Even more interesting to me, however, is Microsoft's acknowledgment of its increasing competition with Red Hat, Canonical (Ubuntu), and other open-source companies given the different business models these companies use to undermine Microsoft. Yes, Red Hat has made Microsoft's hit list for years, and it has also, but there's a far greater variety of open-source threats for it to worry about now.
Accordingly, Microsoft's annual report for its fiscal year 2009 reads like open-source Whac-A-Mole.
Microsoft highlights its 'desktop' competitors...
Client faces strong competition from well-established companies with differing approaches to the PC market. Competing commercial software products, including variants of Unix, are supplied by competitors such as Apple, Canonical, and Red Hat. Apple takes an integrated approach to the PC experience and has made inroads in share, particularly in the U.S. and in the consumer segment. The Linux operating system, which is also derived from Unix and is available without payment under a General Public License, has gained some acceptance, especially in emerging markets, as competitive pressures lead OEMs to reduce costs and new, lower-price PC form-factors gain adoption. Partners such as Hewlett-Packard and Intel have been actively working with alternative Linux-based operating systems.

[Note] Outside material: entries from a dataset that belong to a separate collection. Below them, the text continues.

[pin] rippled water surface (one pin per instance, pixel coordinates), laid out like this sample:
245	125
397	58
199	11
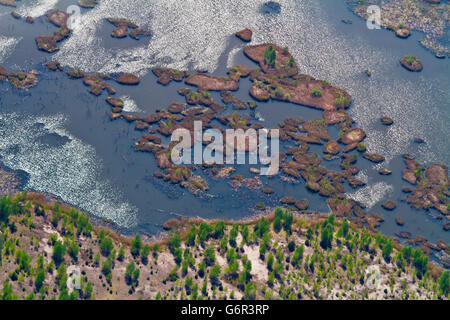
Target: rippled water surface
96	168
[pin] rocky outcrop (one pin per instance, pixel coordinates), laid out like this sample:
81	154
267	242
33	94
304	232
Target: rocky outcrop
389	205
355	135
54	65
209	82
128	79
166	75
283	63
331	147
245	35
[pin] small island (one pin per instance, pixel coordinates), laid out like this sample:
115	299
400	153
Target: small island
411	63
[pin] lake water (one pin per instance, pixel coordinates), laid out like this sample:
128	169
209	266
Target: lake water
62	136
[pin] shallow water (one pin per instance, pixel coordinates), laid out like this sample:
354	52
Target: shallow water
94	165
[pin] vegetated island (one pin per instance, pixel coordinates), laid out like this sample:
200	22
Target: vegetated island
280	256
428	16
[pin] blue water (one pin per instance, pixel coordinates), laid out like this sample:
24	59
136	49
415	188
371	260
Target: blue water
93	164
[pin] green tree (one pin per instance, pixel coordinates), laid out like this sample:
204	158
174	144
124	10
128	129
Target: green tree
219	229
106	246
326	237
144	253
136	245
210	256
214	274
250	291
58	253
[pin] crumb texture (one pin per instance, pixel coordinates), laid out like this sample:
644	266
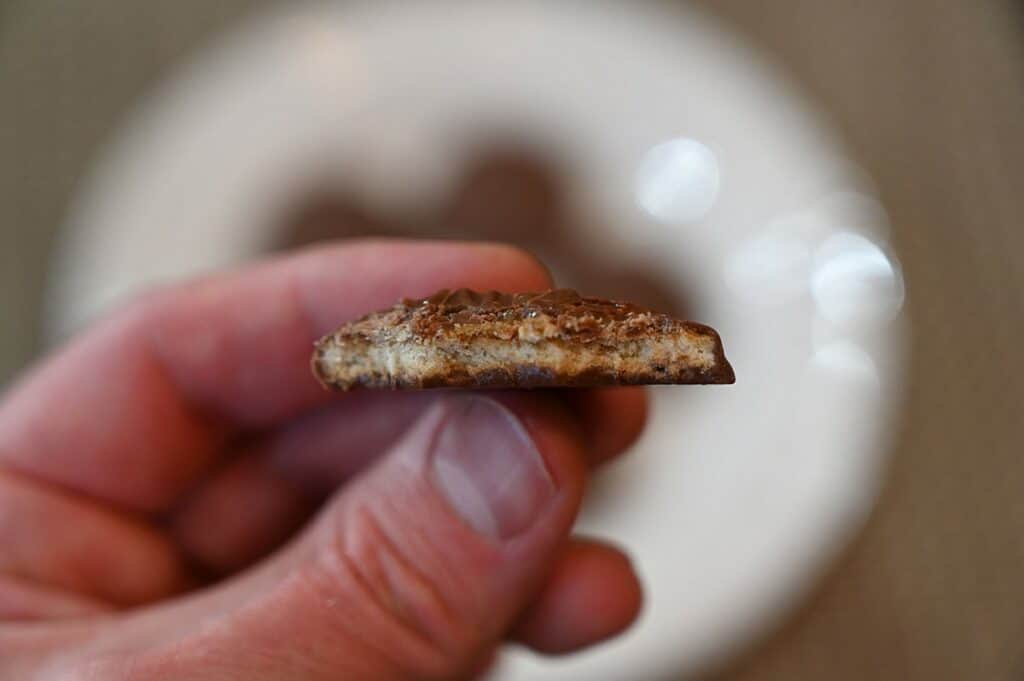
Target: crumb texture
554	338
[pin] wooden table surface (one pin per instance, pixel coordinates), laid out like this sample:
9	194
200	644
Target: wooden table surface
930	95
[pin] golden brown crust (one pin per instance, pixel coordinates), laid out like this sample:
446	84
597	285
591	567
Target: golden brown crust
550	339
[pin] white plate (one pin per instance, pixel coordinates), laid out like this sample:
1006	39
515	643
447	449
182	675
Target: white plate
704	165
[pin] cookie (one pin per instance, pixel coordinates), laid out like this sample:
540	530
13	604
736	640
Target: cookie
466	339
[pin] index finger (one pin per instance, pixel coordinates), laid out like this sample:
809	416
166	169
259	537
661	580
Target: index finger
135	409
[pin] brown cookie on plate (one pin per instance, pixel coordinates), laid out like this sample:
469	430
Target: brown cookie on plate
465	339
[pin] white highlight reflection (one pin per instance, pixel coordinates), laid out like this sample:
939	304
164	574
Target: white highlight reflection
846	359
770	269
855	283
678	181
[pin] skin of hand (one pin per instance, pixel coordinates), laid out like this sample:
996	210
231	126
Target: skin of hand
179	498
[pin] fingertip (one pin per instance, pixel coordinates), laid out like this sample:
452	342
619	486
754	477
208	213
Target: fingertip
613	419
591	595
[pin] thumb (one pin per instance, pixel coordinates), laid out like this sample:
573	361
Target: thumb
420	567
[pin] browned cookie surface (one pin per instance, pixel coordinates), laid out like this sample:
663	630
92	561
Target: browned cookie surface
553	338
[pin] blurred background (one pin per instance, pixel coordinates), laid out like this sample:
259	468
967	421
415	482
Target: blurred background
870	143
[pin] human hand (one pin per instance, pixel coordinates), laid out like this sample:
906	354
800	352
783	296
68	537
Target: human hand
157	476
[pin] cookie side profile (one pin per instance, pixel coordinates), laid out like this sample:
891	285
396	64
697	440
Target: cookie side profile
524	340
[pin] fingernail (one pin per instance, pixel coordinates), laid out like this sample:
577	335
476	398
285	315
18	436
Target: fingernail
488	469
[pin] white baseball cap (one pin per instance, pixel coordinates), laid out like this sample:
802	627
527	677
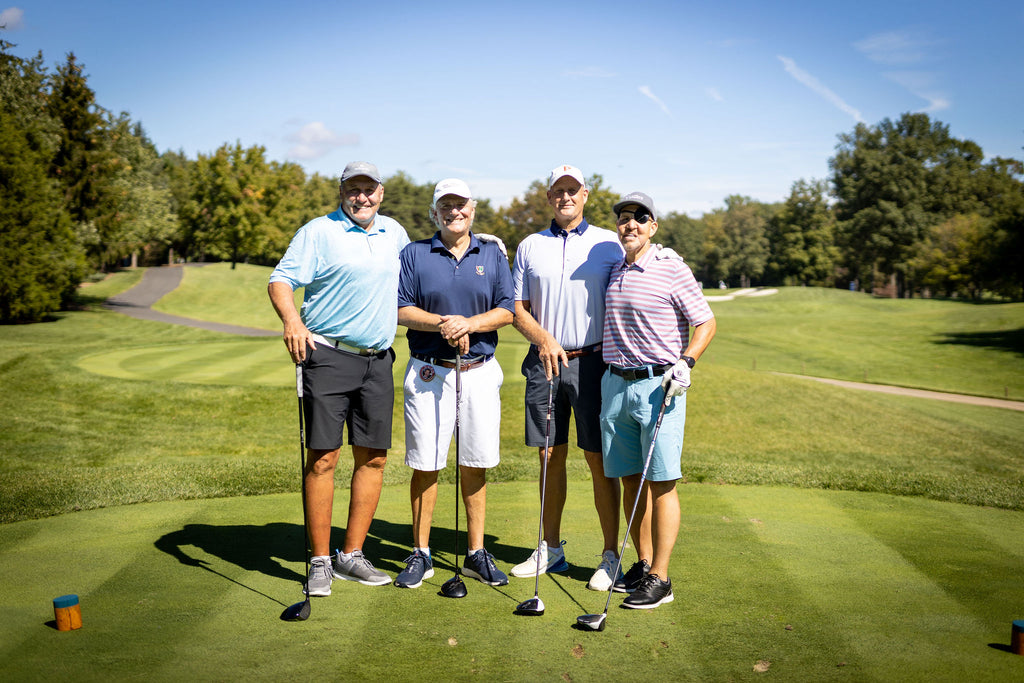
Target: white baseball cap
452	186
562	171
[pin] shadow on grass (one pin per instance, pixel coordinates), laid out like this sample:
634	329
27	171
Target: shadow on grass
258	548
1003	340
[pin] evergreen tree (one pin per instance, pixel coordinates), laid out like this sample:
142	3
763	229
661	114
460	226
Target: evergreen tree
40	262
83	164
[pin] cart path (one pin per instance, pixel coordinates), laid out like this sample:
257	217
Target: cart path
156	284
159	282
918	393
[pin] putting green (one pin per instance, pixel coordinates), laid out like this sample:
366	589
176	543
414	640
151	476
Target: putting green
810	585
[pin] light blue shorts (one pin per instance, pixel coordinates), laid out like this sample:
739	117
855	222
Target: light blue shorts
629	412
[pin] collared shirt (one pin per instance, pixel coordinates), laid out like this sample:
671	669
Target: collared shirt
350	278
649	307
432	279
563	276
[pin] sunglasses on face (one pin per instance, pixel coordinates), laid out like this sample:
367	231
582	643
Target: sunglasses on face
640	215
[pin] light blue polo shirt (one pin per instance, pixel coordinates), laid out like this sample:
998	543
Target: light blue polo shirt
563	275
350	278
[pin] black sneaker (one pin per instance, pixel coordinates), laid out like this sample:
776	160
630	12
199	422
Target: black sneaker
631	581
650	593
480	565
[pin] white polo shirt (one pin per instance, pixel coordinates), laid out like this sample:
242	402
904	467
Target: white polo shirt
563	275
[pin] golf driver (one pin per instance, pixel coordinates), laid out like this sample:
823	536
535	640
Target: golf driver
454	587
300	610
535	606
596	622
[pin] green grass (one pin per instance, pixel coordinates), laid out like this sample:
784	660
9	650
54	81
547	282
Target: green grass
217	293
819	586
102	410
928	344
834	565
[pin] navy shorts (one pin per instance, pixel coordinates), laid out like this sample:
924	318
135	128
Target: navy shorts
342	388
578	391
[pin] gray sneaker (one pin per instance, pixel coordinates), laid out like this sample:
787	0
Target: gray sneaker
357	567
318	582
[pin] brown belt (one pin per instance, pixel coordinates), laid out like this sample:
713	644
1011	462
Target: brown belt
440	363
586	350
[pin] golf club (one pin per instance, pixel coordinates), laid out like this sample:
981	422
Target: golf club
454	587
535	606
300	610
596	622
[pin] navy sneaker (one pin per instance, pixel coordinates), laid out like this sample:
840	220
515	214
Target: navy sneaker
631	581
318	581
480	565
650	593
418	567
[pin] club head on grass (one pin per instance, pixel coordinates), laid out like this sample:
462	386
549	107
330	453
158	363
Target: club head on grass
454	588
531	607
592	622
297	612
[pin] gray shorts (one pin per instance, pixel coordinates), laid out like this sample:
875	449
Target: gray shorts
342	388
577	390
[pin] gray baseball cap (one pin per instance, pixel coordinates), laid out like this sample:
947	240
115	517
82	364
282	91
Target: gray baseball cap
361	168
636	198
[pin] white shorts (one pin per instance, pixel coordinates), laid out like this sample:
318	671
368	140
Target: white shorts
429	406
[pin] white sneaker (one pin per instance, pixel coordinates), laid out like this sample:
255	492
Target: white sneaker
602	580
552	559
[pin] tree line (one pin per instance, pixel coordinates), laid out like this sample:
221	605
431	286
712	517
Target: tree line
907	208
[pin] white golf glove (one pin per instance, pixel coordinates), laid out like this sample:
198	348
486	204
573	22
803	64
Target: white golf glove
676	381
483	237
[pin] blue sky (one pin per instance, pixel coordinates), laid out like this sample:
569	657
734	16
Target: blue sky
687	101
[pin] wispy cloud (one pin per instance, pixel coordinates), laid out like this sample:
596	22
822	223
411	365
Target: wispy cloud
818	87
645	91
907	49
922	84
895	47
589	72
12	18
315	139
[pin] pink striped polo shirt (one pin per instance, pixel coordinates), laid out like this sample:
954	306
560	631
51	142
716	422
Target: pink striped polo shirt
649	307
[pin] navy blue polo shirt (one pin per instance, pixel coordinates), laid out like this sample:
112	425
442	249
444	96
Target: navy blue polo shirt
431	279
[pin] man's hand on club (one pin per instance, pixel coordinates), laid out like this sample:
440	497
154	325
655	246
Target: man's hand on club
297	339
676	381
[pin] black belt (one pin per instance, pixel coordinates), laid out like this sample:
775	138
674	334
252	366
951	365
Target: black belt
475	361
642	373
584	350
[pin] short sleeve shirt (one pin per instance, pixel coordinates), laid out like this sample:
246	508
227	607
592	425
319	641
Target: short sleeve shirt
433	280
350	278
563	275
649	308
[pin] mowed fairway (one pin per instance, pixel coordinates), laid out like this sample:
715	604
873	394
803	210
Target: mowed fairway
826	534
813	586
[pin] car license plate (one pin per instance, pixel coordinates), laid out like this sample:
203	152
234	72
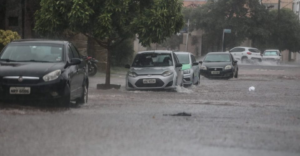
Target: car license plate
215	72
149	81
19	90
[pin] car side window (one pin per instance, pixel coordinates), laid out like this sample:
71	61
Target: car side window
193	59
74	51
70	53
237	50
175	59
254	50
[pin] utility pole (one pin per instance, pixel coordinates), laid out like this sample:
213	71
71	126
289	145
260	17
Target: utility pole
187	36
279	1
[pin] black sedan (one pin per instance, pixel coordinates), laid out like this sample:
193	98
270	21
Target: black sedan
43	70
219	64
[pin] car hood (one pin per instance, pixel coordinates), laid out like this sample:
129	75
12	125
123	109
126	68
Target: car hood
186	66
271	57
216	64
150	70
28	69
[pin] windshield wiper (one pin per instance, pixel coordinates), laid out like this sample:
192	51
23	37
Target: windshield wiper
33	61
7	60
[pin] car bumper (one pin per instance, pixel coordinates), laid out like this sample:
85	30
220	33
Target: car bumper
39	91
162	82
223	73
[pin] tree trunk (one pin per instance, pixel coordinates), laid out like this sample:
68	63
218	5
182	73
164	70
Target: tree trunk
107	78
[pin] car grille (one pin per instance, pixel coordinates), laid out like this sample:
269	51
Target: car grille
215	69
16	82
159	83
269	59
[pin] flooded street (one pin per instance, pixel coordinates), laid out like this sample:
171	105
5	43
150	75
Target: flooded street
217	117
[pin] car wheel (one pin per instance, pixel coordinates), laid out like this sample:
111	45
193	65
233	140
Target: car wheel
84	95
65	100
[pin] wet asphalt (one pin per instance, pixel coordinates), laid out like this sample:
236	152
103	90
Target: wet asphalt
217	117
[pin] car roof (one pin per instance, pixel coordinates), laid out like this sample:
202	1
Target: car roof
182	52
218	53
272	49
243	47
155	51
39	41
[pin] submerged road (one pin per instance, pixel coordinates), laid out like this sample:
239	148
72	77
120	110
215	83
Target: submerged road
217	117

The Windows operating system also faces competition from alternative platforms and new devices that may reduce consumer demand for traditional PCs. Competitors such as Apple, Google, Mozilla, and Opera Software Company offer software that competes with the Internet Explorer Web browsing capabilities of Windows products. User and usage volumes on mobile devices are increasing around the world relative to the PC. OEMs have been working to make the Google Android mobile operating system more compatible with small form-factor PCs or netbooks.
...and server competitors...
Our server operating system products face intense competition from a wide variety of server operating systems and server applications, offered by companies with a variety of market approaches....Nearly all computer manufacturers offer server hardware for the Linux operating system and many contribute to Linux operating system development. The competitive position of Linux has also benefited from the large number of compatible applications now produced by many leading commercial and non-commercial software developers. A number of companies supply versions of Linux, including Novell and Red Hat....
Our Web application platform software competes with open source software such as Apache, Linux, MySQL, and PHP, and we compete against Java middleware such as Geronimo, JBoss, and Spring Framework.
...and even office productivity application competitors:
Competitors to the Microsoft Office system include many software application vendors such as Adobe, Apple, Corel, Google, IBM, Novell, Oracle, Red Hat, Zoho, and local application developers in Asia and Europe....The OpenOffice.org project provides a freely downloadable cross-platform application that also has been adapted by various commercial software vendors to sell under their brands, including IBM, Novell, Red Hat, and Sun Microsystems.
One should assume that Microsoft exaggerates the impact of competition in order to stave off further antitrust inquiries, but it's telling that it calls out so much open-source competition for its broad product portfolio.
Of course, open source is also increasingly a tool used by Microsoft to distribute and develop software. Microsoft must choose whether to be a friend or foe to open source, especially as it seeks to build its next billion-dollar businesses.
But given that Microsoft opts to call out the fact that "Certain 'open source' software business models challenge our license-based software model" and that "To the extent open source software gains increasing market acceptance, our sales, revenue, and operating margins may decline," it seems that Microsoft is preoccupied with open source as a threat, rather than as an opportunity. That's unfortunate.